The Queen Elizabeth Islands, the northernmost cluster of islands in the Canadian Arctic Archipelago, include Ellesmere (the vertical land mass to the west of the dark-blue Baffin Bay), Devon (the bean-shaped island directly beneath Ellesmere), Axel, Heiberg and the Parry (seen directly west of Devon) and Sverdrup island groups (partially visible directly southwest of Ellesmere).

The total area of land in the islands, named in honour Queen Elizabeth II, is around 419 000 sq km with about one-fifth of it covered with land ice. The largest mass of ice is on Ellesmere, the largest and northernmost island in the Canadian Arctic.

On the eastern side of Baffin Bay, or the upper right hand of the image, is northwest Greenland. The dark brown colour of Inglefield Land contrasts against the white Humboldt Glacier, the largest known glacier in the world. Visible as whiteness stretching across the upper right hand of the image, the glacier rises some 100 m and discharges into Kane Basin (located above Inglefield Land).

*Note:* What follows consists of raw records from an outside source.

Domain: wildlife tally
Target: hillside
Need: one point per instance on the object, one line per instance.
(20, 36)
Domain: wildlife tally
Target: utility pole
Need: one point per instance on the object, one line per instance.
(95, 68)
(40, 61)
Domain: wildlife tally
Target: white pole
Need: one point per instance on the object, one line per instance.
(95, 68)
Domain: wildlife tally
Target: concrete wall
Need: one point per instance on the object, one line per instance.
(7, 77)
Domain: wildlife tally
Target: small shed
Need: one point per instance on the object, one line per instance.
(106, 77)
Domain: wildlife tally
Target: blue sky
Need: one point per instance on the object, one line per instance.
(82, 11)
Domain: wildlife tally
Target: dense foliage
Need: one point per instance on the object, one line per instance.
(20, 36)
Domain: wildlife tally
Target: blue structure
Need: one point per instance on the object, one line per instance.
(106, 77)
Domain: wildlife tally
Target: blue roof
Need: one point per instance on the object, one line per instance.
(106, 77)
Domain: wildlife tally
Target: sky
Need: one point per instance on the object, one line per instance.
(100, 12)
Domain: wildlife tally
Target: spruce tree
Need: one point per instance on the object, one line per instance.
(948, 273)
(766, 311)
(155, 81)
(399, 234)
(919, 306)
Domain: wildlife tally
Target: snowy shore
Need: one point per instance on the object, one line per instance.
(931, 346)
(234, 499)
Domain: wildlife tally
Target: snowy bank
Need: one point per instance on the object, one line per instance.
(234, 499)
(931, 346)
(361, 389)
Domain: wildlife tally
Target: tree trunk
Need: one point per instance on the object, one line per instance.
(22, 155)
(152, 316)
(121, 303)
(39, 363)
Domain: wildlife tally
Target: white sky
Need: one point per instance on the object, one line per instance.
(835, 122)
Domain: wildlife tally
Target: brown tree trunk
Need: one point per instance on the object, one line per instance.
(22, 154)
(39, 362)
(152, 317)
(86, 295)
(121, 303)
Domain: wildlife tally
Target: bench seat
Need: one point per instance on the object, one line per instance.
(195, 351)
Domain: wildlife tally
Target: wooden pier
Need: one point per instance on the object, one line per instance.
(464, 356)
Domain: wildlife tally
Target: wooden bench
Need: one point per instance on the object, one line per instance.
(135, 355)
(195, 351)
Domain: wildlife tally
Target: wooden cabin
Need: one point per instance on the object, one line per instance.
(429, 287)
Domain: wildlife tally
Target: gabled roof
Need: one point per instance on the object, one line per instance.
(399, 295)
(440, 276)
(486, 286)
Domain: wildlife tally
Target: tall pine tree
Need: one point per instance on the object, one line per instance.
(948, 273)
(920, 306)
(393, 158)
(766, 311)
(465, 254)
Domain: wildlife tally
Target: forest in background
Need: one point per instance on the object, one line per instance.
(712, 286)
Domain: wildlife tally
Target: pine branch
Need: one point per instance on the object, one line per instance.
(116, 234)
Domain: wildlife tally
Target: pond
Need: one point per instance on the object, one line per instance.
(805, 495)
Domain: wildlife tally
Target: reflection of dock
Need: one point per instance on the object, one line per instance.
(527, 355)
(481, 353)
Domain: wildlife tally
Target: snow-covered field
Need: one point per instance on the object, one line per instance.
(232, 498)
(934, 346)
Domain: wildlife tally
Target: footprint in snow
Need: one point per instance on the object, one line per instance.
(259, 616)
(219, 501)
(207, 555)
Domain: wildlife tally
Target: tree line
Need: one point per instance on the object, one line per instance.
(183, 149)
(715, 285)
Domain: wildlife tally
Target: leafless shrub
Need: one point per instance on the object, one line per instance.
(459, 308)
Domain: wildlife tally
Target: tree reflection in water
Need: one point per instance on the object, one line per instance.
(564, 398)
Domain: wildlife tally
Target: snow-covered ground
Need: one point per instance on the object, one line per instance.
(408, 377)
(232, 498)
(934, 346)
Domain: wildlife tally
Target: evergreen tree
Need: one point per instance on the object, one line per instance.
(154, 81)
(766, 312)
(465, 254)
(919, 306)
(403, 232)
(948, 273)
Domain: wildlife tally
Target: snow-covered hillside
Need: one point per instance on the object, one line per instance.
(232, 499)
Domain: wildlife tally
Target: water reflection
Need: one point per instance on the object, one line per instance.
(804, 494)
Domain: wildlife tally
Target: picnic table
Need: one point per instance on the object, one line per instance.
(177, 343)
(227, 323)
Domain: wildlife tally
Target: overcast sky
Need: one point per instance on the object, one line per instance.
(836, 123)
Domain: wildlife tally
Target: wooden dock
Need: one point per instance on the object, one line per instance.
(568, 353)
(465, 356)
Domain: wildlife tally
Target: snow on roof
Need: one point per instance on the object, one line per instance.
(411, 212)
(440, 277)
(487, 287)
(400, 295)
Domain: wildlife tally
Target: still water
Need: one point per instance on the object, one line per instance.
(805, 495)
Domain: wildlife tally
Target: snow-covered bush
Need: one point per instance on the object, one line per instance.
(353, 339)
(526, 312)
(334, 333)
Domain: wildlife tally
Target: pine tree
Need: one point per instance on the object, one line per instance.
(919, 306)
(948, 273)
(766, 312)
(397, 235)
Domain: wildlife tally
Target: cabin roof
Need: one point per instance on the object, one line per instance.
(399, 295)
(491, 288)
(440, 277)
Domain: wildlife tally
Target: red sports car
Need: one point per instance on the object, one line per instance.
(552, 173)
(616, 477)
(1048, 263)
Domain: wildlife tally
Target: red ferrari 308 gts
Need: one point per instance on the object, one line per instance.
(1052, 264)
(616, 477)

The Arctic sea passage between northwestern Greenland and Ellesmere Island is Smith Sound, which extends some 88 km from Baffin Bay to the Kane Basin.

Baffin Island (visible in the lower right hand corner) covers an area of some 507 451 sq km, making it the largest island in Canada and the fifth largest in the world. Baffin Island is separated from Greenland on the north and east by Baffin Bay and Davis Strait.

The crescent-shaped portion on the left is Brodeur Peninsula, separated from Borden Peninsula by the Admiralty Inlet. Bylot Island is visible just off the northeastern tip of Borden.

This image was acquired by Envisat’s Medium Resolution Imaging Spectrometer (MERIS) instrument on 2 July 2007 working in Full Resolution mode to provide a spatial resolution of 300 metres.